Anonymous
9/5/2025, 3:25:36 PM
No.16776127
>>16776133
>>16776135
Do we know what the smallest thing is? And the largest? How far away are we from either?
For example, if you were really tiny, and stood in front of a tree, you wouldn't know it's a tree. It would look like a brown, wooden wall that stretches for miles.

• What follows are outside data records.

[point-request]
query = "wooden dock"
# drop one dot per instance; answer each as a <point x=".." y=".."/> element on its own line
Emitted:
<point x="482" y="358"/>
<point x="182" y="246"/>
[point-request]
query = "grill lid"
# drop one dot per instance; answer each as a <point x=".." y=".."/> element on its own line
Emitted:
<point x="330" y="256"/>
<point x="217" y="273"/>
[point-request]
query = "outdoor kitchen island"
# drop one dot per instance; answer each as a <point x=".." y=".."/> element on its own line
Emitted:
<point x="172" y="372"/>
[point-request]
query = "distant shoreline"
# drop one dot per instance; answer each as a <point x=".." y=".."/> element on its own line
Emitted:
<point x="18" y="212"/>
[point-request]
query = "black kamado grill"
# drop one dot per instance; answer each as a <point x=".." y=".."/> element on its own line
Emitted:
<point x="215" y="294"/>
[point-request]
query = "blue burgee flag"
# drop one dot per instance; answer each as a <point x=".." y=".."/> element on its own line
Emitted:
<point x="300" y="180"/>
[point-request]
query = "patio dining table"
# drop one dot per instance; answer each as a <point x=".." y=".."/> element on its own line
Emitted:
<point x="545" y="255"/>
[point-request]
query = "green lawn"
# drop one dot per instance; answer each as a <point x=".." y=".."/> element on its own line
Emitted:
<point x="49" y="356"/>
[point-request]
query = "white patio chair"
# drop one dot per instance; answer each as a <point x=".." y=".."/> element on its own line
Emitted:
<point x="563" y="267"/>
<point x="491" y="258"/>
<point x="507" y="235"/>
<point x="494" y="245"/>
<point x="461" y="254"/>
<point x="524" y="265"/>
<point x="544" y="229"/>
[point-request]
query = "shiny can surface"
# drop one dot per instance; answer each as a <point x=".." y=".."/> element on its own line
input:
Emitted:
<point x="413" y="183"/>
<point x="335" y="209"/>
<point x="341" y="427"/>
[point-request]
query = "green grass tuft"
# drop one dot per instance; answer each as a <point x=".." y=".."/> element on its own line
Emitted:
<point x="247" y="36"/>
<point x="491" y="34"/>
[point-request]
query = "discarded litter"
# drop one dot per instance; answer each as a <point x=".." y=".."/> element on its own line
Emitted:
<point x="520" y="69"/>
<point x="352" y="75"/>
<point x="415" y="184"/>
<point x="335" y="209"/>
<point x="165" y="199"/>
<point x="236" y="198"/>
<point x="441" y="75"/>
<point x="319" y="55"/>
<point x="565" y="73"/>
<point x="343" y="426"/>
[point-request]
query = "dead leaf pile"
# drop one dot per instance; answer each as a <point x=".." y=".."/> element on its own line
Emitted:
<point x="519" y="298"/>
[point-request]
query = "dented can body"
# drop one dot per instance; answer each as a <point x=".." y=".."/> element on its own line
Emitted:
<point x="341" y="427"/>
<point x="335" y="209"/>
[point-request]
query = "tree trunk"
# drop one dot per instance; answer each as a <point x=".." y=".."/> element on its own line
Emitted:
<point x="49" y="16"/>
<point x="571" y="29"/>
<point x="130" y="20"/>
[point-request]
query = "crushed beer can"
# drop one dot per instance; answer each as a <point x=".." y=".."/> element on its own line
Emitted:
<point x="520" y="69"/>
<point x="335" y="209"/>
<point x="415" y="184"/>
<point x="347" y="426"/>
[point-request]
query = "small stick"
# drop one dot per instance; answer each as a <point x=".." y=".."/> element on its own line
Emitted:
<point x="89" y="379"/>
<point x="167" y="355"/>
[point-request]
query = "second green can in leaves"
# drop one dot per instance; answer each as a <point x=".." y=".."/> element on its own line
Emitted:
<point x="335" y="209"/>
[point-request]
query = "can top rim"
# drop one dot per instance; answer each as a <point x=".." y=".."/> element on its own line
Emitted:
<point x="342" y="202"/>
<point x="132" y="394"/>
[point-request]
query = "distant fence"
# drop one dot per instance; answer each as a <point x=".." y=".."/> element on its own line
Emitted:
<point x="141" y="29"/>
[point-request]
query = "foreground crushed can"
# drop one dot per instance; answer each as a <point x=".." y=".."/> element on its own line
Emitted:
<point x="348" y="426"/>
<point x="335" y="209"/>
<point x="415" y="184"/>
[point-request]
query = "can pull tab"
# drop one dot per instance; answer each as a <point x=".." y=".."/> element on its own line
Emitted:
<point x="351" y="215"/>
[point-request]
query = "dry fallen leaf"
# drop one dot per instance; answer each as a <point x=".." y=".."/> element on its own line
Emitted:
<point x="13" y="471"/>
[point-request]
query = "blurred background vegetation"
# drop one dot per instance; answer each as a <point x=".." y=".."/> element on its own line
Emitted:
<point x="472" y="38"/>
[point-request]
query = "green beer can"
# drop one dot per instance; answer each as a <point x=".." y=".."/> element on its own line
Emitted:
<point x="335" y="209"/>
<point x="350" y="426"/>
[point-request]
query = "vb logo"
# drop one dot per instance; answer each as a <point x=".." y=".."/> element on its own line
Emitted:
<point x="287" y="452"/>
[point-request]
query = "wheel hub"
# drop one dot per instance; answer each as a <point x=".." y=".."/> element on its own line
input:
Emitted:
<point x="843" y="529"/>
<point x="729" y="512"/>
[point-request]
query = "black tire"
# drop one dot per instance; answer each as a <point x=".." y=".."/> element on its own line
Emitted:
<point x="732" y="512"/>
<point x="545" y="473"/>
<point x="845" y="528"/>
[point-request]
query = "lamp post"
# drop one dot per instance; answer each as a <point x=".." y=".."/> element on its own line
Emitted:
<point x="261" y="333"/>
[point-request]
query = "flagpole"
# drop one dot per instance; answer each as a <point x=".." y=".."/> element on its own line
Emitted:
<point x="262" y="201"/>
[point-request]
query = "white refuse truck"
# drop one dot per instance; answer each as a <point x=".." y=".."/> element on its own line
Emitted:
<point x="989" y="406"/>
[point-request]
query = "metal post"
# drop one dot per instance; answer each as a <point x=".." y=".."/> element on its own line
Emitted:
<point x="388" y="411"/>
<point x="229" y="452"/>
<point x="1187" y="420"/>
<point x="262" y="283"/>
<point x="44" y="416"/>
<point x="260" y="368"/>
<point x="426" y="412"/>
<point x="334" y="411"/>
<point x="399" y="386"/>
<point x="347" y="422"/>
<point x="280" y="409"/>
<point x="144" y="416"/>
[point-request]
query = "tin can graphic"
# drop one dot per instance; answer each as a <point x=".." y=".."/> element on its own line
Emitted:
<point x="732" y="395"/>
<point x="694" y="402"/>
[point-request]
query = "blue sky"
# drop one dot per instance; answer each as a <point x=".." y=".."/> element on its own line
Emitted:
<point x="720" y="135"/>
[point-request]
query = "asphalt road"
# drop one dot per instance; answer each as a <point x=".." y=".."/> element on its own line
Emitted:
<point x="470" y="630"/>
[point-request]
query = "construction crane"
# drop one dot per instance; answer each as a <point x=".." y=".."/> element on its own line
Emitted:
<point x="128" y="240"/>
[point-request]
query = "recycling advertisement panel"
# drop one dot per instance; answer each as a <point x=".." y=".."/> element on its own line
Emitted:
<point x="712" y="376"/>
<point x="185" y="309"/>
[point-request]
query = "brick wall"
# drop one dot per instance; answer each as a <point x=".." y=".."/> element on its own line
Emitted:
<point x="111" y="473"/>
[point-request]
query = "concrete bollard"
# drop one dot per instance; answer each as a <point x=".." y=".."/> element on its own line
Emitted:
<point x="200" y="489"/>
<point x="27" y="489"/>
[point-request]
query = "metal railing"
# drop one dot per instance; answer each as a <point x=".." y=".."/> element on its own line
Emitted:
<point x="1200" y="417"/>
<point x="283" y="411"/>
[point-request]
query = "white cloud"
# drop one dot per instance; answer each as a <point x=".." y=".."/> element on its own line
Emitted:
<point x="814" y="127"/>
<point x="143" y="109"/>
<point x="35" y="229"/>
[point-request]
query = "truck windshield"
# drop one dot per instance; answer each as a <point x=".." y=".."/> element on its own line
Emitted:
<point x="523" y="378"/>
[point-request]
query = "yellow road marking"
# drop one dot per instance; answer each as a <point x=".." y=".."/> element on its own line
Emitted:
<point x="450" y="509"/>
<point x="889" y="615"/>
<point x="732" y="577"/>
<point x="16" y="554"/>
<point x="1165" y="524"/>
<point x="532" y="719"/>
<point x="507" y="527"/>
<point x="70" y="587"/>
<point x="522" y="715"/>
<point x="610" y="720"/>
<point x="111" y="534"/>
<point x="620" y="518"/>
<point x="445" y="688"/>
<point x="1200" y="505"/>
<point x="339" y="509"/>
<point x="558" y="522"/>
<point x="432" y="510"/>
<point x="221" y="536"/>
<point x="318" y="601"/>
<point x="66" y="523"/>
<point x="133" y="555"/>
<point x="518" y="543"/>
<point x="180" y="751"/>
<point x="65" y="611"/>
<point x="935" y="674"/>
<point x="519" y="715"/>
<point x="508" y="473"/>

So my fear is that we cannot understand what the universe is because of scaling. We might miss the forest for the planets.
Anonymous
9/5/2025, 3:41:05 PM
No.16776133
>>16776127 (OP)
one of the most beautiful descriptions of our known universe is this
>us and our observed universe are like a micro cell of a macro organism
Anonymous
9/5/2025, 4:22:57 PM
No.16776152
>The greatest mystery the universe offers is not life but size. Size encompasses life, and the Tower encompasses size. The child, who is most at home with wonder, says: Daddy, what is above the sky? And the father says: The darkness of space. The child: What is beyond space? The father: The galaxy. The child: Beyond the galaxy? The father: Another galaxy. The child: Beyond the other galaxies? The father: No one knows.
>Or one might take the tip of the pencil and magnify it. One reaches the point where a stunning realization strikes home: The pencil tip is not solid; it is composed of atoms which whirl and revolve like a trillion demon planets. What seems solid to us is actually only a loose net held together by gravity. Viewed at their actual size, the distances between these atoms might become league, gulfs, aeons. The atoms themselves are composed of nuclei and revolving protons and electrons. One may step down further to subatomic particles. And then to what? Tachyons? Nothing? Of course not. Everything in the universe denies nothing; to suggest an ending is the one absurdity.